Il avait prononcé sa dernière phrase en mettant son visage à ma hauteur, pour bien capter mon regard. Il me sourit, je fis de même. C’était plus fort que moi, je jouais la carte de la provocation, et j’y prenais un malin plaisir.

— Une fois de plus, je vais refuser.

— Et en quel honneur ?

— Je passe le week-end avec mon mari.

— Merde, je n’arrive pas à imprimer ton seul défaut.

Je réussis à longer le bureau et à mettre de la distance entre nous. Il fallait que je sorte d’ici.

— Tu es pressée ?

— Il me reste un peu de travail avant de partir. Passe un bon week-end.

Je tournai les talons et commençais à ouvrir la porte lorsque Gabriel la referma en passant un bras par-dessus mon épaule. Il se tint là, presque collé à mon dos. Il ne me touchait pas, pourtant je sentais son souffle sur ma peau. Je fermai les yeux.

— Où est passée ton assurance de l’autre soir ? me murmura-t-il à l’oreille.

Je devais calmer le jeu. Je ne connaissais pas ces codes.

— Je suis désolée, si je… mais j’avais trop bu… Ce n’était pas moi.

— Oh si ! Moi je crois bien que tu n’as jamais été plus toi qu’à ce moment.

— Tu te trompes, je suis une fille banale, sage et…

— Fidèle, je sais. Et c’est toi qui te trompes lourdement.

Il m’énervait, j’aimais ça. N’y avait-il pas une part de vérité dans ce qu’il affirmait ? Je lui fis face et plantai mes yeux dans les siens.

— J’ai plus d’ambition que de gonfler le rang de tes maîtresses. Voilà tout.
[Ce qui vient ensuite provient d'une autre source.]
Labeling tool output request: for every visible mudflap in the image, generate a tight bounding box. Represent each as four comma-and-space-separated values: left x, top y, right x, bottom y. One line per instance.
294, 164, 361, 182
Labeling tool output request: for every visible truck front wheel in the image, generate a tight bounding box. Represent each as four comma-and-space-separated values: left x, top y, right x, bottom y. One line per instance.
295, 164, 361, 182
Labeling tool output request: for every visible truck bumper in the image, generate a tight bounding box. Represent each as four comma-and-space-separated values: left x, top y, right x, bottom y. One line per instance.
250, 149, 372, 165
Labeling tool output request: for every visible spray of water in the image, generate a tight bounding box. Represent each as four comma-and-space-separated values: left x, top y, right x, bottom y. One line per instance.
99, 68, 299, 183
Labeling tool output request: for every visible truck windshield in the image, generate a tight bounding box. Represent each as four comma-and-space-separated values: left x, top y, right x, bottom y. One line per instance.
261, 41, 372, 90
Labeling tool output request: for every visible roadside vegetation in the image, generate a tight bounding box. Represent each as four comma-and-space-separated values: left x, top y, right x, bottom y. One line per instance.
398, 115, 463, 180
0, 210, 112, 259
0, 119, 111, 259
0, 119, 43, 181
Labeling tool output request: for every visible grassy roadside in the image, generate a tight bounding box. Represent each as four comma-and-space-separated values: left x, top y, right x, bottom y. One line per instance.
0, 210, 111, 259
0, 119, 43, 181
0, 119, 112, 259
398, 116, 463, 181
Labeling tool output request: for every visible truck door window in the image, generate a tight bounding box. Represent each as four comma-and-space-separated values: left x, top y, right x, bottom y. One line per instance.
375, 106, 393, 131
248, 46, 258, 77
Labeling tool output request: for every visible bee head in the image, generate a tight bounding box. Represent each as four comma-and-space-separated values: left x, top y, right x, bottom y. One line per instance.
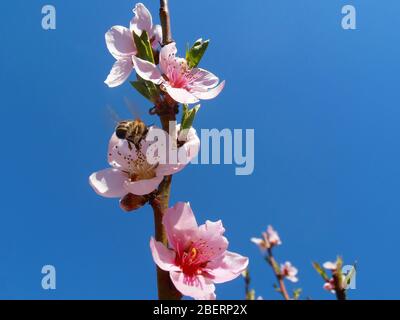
115, 126, 126, 139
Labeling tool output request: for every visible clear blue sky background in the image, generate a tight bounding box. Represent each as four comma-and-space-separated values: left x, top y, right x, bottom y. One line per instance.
0, 0, 400, 299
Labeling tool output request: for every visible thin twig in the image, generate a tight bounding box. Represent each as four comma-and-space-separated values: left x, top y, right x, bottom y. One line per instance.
266, 248, 290, 300
160, 0, 173, 46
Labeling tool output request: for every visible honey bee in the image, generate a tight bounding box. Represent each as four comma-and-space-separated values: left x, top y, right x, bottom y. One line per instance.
115, 119, 149, 149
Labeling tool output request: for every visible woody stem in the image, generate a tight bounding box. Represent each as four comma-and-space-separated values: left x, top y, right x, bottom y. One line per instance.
266, 248, 290, 300
150, 0, 182, 300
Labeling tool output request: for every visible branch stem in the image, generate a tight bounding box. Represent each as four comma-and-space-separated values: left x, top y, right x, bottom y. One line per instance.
150, 0, 182, 300
266, 248, 290, 300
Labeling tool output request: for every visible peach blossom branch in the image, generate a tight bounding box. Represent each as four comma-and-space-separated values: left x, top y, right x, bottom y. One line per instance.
266, 248, 291, 300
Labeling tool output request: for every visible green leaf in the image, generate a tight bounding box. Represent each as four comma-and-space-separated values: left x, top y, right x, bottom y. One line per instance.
293, 288, 303, 300
181, 104, 200, 130
132, 31, 155, 64
313, 262, 329, 282
186, 38, 210, 68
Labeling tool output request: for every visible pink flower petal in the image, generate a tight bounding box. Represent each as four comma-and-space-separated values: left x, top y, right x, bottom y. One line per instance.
163, 202, 198, 249
132, 56, 163, 85
89, 169, 127, 198
150, 238, 179, 271
323, 261, 337, 271
108, 133, 138, 171
170, 272, 215, 299
195, 293, 217, 300
165, 85, 199, 104
192, 221, 229, 262
207, 251, 249, 283
130, 3, 153, 36
160, 42, 178, 74
192, 81, 225, 100
104, 59, 133, 88
105, 26, 137, 60
124, 176, 164, 196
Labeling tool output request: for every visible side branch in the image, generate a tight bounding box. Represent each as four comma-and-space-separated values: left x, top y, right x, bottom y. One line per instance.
160, 0, 173, 46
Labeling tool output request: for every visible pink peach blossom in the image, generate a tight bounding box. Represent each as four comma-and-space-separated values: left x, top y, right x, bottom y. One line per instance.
89, 127, 200, 204
323, 261, 337, 271
150, 203, 248, 300
250, 226, 282, 251
105, 3, 162, 88
132, 43, 225, 104
281, 262, 299, 282
323, 278, 336, 294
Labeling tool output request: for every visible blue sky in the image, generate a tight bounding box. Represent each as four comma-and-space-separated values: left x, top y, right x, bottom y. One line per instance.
0, 0, 400, 299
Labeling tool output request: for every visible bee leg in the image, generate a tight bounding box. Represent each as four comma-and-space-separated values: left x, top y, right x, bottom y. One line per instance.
127, 140, 133, 151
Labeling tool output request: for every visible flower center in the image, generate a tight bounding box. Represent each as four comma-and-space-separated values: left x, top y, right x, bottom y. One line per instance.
167, 60, 191, 88
176, 245, 207, 278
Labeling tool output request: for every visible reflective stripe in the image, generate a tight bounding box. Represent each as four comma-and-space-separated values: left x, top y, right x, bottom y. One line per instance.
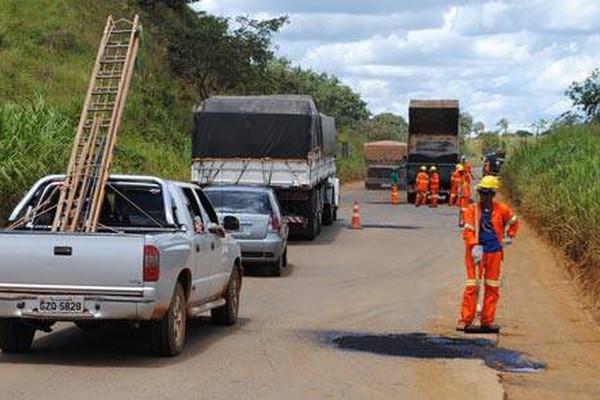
484, 279, 500, 287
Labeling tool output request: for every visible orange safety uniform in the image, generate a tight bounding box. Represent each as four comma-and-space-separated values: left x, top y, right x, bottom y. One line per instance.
463, 160, 473, 183
429, 171, 440, 207
415, 172, 429, 207
448, 170, 462, 206
459, 201, 519, 326
458, 172, 471, 226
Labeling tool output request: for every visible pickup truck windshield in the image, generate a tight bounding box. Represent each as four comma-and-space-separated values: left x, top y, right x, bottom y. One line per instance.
204, 190, 271, 214
19, 182, 167, 230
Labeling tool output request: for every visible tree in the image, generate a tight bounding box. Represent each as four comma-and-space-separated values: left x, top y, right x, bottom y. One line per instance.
358, 113, 408, 142
496, 118, 508, 135
473, 121, 485, 136
168, 15, 288, 100
262, 59, 370, 126
565, 68, 600, 122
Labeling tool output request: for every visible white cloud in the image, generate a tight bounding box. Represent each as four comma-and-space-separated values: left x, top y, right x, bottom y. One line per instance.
193, 0, 600, 128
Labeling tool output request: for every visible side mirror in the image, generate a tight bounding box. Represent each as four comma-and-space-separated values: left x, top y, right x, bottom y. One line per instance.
223, 215, 240, 231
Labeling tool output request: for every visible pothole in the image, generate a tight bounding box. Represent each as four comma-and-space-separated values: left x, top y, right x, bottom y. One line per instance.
324, 332, 546, 373
361, 224, 423, 230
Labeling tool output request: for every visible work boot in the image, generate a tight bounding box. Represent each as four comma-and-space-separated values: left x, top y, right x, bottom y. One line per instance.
456, 321, 471, 332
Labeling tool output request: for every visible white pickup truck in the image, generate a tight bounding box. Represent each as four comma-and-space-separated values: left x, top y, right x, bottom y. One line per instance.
0, 175, 243, 356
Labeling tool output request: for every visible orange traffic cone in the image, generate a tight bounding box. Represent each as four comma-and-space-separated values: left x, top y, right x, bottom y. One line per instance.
350, 201, 362, 229
391, 185, 400, 206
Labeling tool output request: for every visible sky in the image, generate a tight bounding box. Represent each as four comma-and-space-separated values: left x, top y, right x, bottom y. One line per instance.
195, 0, 600, 131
— Souhaiterais-tu m’enchaîner ?

— J’ai déjà un défaut, je ne compte pas m’encombrer d’un second.

— Tu deviens mordante… J’adore ! Tu me plais de plus en plus.

— J’aurai beau te supplier, invoquer mon mariage, Marthe, tu ne me laisseras pas tranquille ?

— On va vraiment bien s’amuser, fais-moi confiance…

Gabriel me raccompagna jusqu’à la porte de ses locaux, une main dans mon dos, un sourire satisfait aux lèvres. Il ne s’était rien passé, pourtant, j’étais rongée par la honte et la gêne. Facile d’imaginer ce que les employés devaient penser. Qui étais-je en train de devenir ? Gabriel me fit une bise et me souhaita un bon week-end avec mon mari.